Die zweite Ebene, mit der sich das Transformation Team beschäftigen sollte, ist die Erhebung des Fortschritts der agilen Transformation innerhalb des Unternehmens. Die Leitfrage lautet: Nähert sich das Unternehmen dem agilen Zielbild an? Neben den Kennzahlen für die einzelnen Stories könnten z.
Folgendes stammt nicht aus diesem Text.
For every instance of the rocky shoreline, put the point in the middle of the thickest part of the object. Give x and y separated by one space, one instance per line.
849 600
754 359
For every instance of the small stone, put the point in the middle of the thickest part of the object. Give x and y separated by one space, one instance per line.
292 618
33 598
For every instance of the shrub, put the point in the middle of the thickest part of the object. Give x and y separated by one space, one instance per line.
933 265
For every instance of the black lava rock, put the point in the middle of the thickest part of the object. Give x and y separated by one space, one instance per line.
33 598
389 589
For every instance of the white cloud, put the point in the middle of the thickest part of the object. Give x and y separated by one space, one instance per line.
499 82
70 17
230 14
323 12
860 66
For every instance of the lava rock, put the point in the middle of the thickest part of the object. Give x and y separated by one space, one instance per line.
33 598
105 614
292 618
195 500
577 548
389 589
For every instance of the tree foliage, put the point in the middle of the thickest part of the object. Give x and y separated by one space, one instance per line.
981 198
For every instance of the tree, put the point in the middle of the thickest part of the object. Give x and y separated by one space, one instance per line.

B. folgende weitere genutzt werden:
- Mitarbeiterfeedback zum Unternehmenszielbild
- Anzahl agil arbeitender Teams
- Anzahl agiler Rollen und im Verhältnis zur Anzahl der Führungskräfte
- Seitenzahl Unternehmenshandbuch
- Anzahl Silos
- Anzahl Hierarchieebenen
- Teilnehmerzahl agile Schulungen
- …
Die konkrete Auswahl der Kennzahlen richtet sich nach dem agilen Zielbild. Aber ein Unternehmen transformiert sich ja nicht zum Selbstzweck. Es geht darum, engagierte Mitarbeiter zu haben und am Markt erfolgreich zu sein. Um also drittens zu reflektieren, ob die Transformation diesen Zielen näherkommt, lohnt es sich ebenfalls, Kennzahlen zu erheben. Dies könnten z. B. folgende sein:
Kundenorientierte Kennzahlen:
- Kundenzufriedenheitsindex
- Einhaltung gemachter Zusagen an den Kunden im Verhältnis zu nichteingehaltenen Versprechen
- Anzahl Anrufe beim Helpdesk
- Anzahl Kundenbeschwerden
- Umsatz
- Anzahl Kunden
Die konkrete Auswahl der Kennzahlen hängt vom Geschäftsmodell und dem Unternehmenszielbild ab.
Mitarbeiterorientierte Kennzahlen:
- Krankenquote
- Happiness-Index
- Fluktuationsquote
- Anzahl selbstgetätigter Seminaranmeldungen
- …
Während die Teamkennzahlen eher Informationen für die Teamretrospektive sind, können die Kennzahlen auf den anderen Ebenen gut genutzt werden, um im Review den Fortschritt der Transformation kenntlich zu machen.
Falls kein Fortschritt gemessen werden kann, kann das den Grund haben, dass die Kennzahlen nicht richtig gewählt wurden. D.h., dass sich tatsächlich nicht das verändert, was man anstrebt, oder man zwar das Richtige tut mit dem richtigen Ergebnis, aber das Ziel falsch formuliert wurde – insofern auch wieder die Kennzahlen nicht passen. Dies sind alles Aspekte, die gut im Review angesprochen und mit einer Einladung zur gemeinsamen Reflexion mit interessierten Kollegen verbunden werden können.
Irrtümer sind erlaubt
Nicht alles wird sofort klappen, wie man es sich vorgestellt hat. Aber das ist gerade ein Beleg dafür, dass man den Prozess nicht einfach managen kann, sondern dass wir es mit einer komplexen Welt zu tun haben. Daher spricht man auch nicht von Fehlern, sondern von Irrtümern. Fehler macht man in einem Thema, bei dem es Richtig und Falsch gibt und der Weg völlig klar ist. In einem komplexen Umfeld gilt es, durch Versuch und Irrtum näherungsweise an die beste Lösung zu gelangen. Es gilt, Thesen aufzustellen und zu validieren. Misserfolge bieten also auch wichtige Erkenntnisse und sind unabdingbar Teil des Lernprozesses. Dies hilft, den Lösungsraum einzugrenzen und neue Experimente zu formulieren.